Arthur Middleton warns that if we tamper with God’s gift of episcopacy we risk losing the means of our salvation
John Keble and the Tractarians were rooted deeply in continuity with the past and possessed a strong sense of the sanctity of order and tradition, seeing the shallow and self-confident rationalism of Liberalism as supremely distasteful. Keble’s father introduced him to the wide-mindedness and sanctified divinity of the great seventeenth-century Anglican divines with its roots in the early Fathers.
Divine appointment
In 1835 Keble edited the Works of Hooker. Hooker’s ‘resolution to make the best of things as they were, and to censure as rarely and as tenderly as possible what he found established by authority’ affected him and deepened Keble’s own character. From Hooker’s Ecclesiastical Polity he learned that episcopal authority rested on divine appointment, yet the acute situation of his time compelled him to make qualifications.
This became impossible after the fuller vindication of episcopacy in the Ignatian epistles by Archbishop Ussher. Keble wrote to Froude: ‘I am more and more satisfied that Richard was in most things a middle term between Laud and Cranmer, but nearer the former; and also that he was in a transition state when he was taken from us, and there is no saying how much nearer he might have got to Laud, if he had lived twenty years longer.’
Saving the Church
Hooker’s reverent treatment of the deepest doctrines, his faith in the reality of sacramental grace, his sense of the quasi-sacramental value of all Church usages, his treatment of fast and festival and of church property as all being expressions of man’s sacrifice to God, seemed to Keble God’s chief instrument for saving the Church from Rationalism in the sixteenth century.

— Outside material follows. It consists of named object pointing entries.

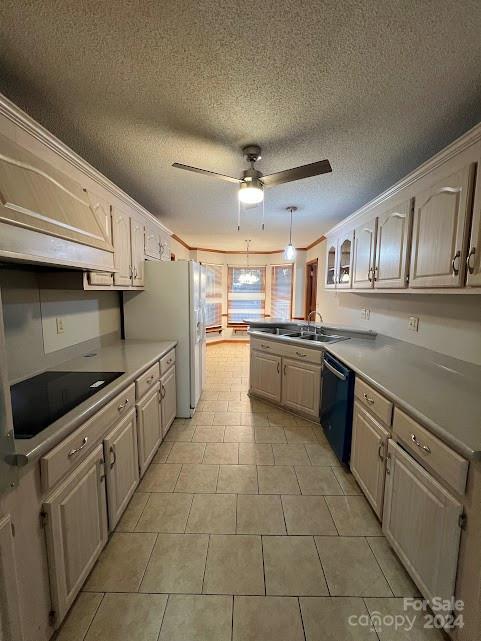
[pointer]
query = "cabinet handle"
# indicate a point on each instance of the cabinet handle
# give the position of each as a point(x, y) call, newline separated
point(78, 449)
point(469, 266)
point(368, 399)
point(456, 257)
point(381, 450)
point(423, 447)
point(114, 454)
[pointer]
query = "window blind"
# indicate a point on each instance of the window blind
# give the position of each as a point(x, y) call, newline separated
point(281, 291)
point(246, 294)
point(213, 295)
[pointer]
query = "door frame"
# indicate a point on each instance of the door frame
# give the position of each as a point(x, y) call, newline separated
point(309, 263)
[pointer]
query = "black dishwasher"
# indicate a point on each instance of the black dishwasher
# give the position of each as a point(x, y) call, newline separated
point(337, 397)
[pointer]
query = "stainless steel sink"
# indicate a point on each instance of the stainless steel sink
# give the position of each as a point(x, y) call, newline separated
point(323, 338)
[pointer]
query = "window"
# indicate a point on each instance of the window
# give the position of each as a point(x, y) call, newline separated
point(281, 291)
point(246, 294)
point(213, 295)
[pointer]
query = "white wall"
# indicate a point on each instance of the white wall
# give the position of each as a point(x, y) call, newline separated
point(30, 321)
point(448, 323)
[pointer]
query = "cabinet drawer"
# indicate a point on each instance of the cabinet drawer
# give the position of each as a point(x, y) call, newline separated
point(167, 361)
point(377, 404)
point(71, 451)
point(441, 459)
point(147, 380)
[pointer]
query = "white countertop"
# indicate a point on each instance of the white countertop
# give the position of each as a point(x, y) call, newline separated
point(131, 357)
point(441, 392)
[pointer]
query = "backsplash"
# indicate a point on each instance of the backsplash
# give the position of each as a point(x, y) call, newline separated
point(31, 317)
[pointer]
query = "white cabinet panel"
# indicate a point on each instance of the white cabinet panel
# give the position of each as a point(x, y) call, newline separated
point(76, 528)
point(168, 393)
point(421, 521)
point(368, 455)
point(122, 466)
point(122, 256)
point(363, 258)
point(440, 230)
point(301, 387)
point(265, 375)
point(149, 427)
point(392, 247)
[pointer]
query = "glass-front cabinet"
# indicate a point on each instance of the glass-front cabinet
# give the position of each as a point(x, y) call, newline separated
point(339, 261)
point(344, 260)
point(331, 263)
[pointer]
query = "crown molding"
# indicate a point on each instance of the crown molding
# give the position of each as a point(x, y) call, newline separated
point(466, 140)
point(21, 119)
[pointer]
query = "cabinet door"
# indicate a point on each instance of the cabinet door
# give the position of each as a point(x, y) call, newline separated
point(137, 240)
point(301, 387)
point(421, 521)
point(122, 466)
point(10, 620)
point(122, 255)
point(392, 247)
point(76, 528)
point(363, 256)
point(149, 427)
point(168, 392)
point(473, 261)
point(344, 261)
point(331, 263)
point(265, 375)
point(441, 219)
point(368, 454)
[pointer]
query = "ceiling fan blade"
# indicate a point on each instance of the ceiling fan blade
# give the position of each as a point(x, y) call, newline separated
point(208, 173)
point(297, 173)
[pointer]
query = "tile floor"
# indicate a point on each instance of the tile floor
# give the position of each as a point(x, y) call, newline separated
point(244, 528)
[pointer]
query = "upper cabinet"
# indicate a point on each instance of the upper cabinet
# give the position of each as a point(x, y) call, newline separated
point(392, 247)
point(441, 220)
point(363, 255)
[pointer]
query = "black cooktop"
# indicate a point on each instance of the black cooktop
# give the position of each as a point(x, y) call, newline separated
point(39, 401)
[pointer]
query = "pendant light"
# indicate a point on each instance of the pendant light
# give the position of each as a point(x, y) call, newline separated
point(290, 250)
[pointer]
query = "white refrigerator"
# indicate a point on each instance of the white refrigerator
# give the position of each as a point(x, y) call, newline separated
point(172, 306)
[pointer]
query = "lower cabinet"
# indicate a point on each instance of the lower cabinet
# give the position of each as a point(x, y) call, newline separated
point(10, 620)
point(368, 456)
point(265, 375)
point(301, 385)
point(122, 467)
point(168, 397)
point(422, 523)
point(149, 427)
point(76, 529)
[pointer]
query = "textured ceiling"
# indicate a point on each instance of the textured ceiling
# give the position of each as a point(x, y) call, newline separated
point(134, 85)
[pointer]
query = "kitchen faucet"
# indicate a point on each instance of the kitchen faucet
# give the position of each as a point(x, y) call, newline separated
point(315, 312)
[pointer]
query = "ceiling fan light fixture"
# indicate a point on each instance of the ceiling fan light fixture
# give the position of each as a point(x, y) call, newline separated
point(251, 192)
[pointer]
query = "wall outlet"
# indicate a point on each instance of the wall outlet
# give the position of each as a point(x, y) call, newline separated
point(413, 323)
point(60, 325)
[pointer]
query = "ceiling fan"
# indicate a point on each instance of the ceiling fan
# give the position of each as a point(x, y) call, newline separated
point(252, 183)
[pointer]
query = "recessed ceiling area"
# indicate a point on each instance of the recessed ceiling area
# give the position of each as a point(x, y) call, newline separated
point(376, 87)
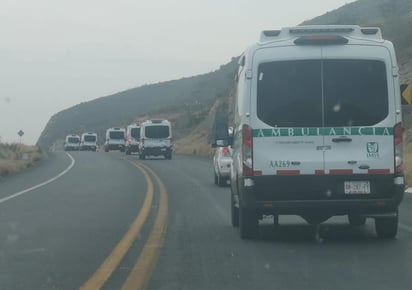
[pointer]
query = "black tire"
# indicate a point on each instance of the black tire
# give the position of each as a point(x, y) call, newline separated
point(356, 220)
point(234, 212)
point(248, 223)
point(387, 227)
point(315, 219)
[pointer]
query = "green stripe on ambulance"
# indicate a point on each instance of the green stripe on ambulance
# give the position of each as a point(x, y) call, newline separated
point(323, 131)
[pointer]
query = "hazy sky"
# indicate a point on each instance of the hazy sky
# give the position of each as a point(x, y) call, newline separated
point(57, 53)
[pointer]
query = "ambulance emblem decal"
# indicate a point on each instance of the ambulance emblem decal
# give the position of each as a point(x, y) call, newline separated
point(372, 149)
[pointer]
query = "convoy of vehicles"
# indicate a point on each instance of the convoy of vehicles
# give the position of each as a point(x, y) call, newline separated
point(317, 129)
point(71, 142)
point(155, 139)
point(88, 142)
point(115, 139)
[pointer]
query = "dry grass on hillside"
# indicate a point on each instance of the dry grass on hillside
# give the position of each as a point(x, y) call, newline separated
point(15, 157)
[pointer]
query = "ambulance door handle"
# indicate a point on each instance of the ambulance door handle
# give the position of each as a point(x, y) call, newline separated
point(342, 139)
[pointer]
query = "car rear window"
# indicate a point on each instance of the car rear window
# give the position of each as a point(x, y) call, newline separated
point(135, 132)
point(157, 131)
point(90, 138)
point(315, 93)
point(116, 135)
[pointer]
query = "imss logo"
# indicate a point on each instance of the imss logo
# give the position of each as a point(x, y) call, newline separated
point(372, 149)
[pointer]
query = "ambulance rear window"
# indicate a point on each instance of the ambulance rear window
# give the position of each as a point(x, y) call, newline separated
point(355, 92)
point(318, 93)
point(90, 138)
point(159, 131)
point(289, 93)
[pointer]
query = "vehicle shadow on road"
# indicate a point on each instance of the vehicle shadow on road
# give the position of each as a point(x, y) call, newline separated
point(324, 233)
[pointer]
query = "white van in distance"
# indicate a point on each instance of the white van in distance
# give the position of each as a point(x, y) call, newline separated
point(88, 141)
point(156, 139)
point(317, 129)
point(115, 138)
point(132, 138)
point(72, 142)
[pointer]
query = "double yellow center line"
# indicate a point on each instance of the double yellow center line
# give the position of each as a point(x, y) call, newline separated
point(140, 274)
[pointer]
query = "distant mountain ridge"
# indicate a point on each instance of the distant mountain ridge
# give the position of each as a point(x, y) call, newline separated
point(191, 101)
point(124, 107)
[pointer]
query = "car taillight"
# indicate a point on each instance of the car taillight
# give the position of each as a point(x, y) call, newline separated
point(397, 140)
point(247, 150)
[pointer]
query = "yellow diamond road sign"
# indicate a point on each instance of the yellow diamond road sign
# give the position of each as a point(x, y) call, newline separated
point(406, 94)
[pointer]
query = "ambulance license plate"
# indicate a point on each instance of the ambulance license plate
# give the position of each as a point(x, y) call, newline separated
point(357, 187)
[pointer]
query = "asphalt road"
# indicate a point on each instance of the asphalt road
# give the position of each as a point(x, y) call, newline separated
point(114, 222)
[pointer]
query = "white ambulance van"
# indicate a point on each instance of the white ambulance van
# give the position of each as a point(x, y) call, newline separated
point(317, 129)
point(156, 139)
point(132, 138)
point(88, 142)
point(115, 139)
point(71, 142)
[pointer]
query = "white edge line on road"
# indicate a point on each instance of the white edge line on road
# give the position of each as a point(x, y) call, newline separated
point(14, 195)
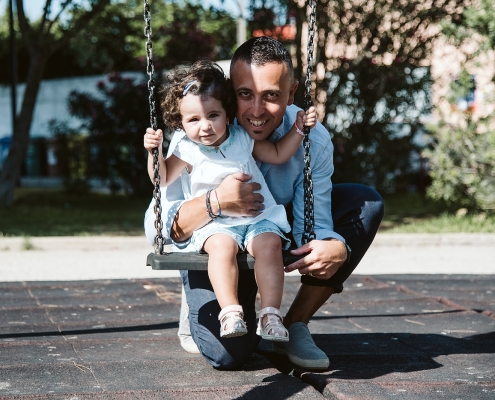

Keble’s concern was for the perils of the nineteenth-century Church of England and hoped that Hooker’s Polity might awaken the Church of England to a sense of that danger, by focusing their attention on the primitive Church and its faith and order as the ark of refuge divinely appointed for the faithful.
Another influential divine was Henry Hammond, whose holiness, charity and devoted labours impressed a tone upon his contemporaries which bore good fruit afterwards. He embodied seventeenth-century Anglicanism in the tradition of Hooker, Andrewes and Laud, illustrating the impact of the Ecclesiastical Polity in the thought of the day. These influences moulded the character of Keble’s father as a priest and through them Keble himself.
It was not conservatism or abstract tradition but the living tradition – the continuity on English soil of the Primitive Church in its apostolic faith and order that anchors it in the original events of the Gospels.This is the tradition of truth in which the apostolic teaching is not so much an unchangeable example to be repeated or imitated but an eternally living and inexhaustible source of life and inspiration.
A charismatic principle
Tradition is the constant abiding Spirit, not only the memory of words, and is therefore a charismatic not an historical principle. Together with Scripture it contains the truth of divine revelation, a truth that lives in the Church. Then theology becomes, not primarily a matter of intellectual clarity, but the union of human lives with God in the way of holiness. This is saving life, salvation-life. And so Keble’s poem, ‘Blest are the Pure in Heart’. Purity must precede vision as vision must precede theology; the climax of purity is the threshold of theology.
No wonder Keble was outraged when the government abolished six Irish bishoprics. His objection was theological, not political. Bishops were a divine institution, God’s gift to his Church and not man-made. We cannot tamper with God’s gifts. Episcopacy is the guarantor of the Church’s sacramental order and to tamper with it is to risk losing the means of our salvation, the saving life.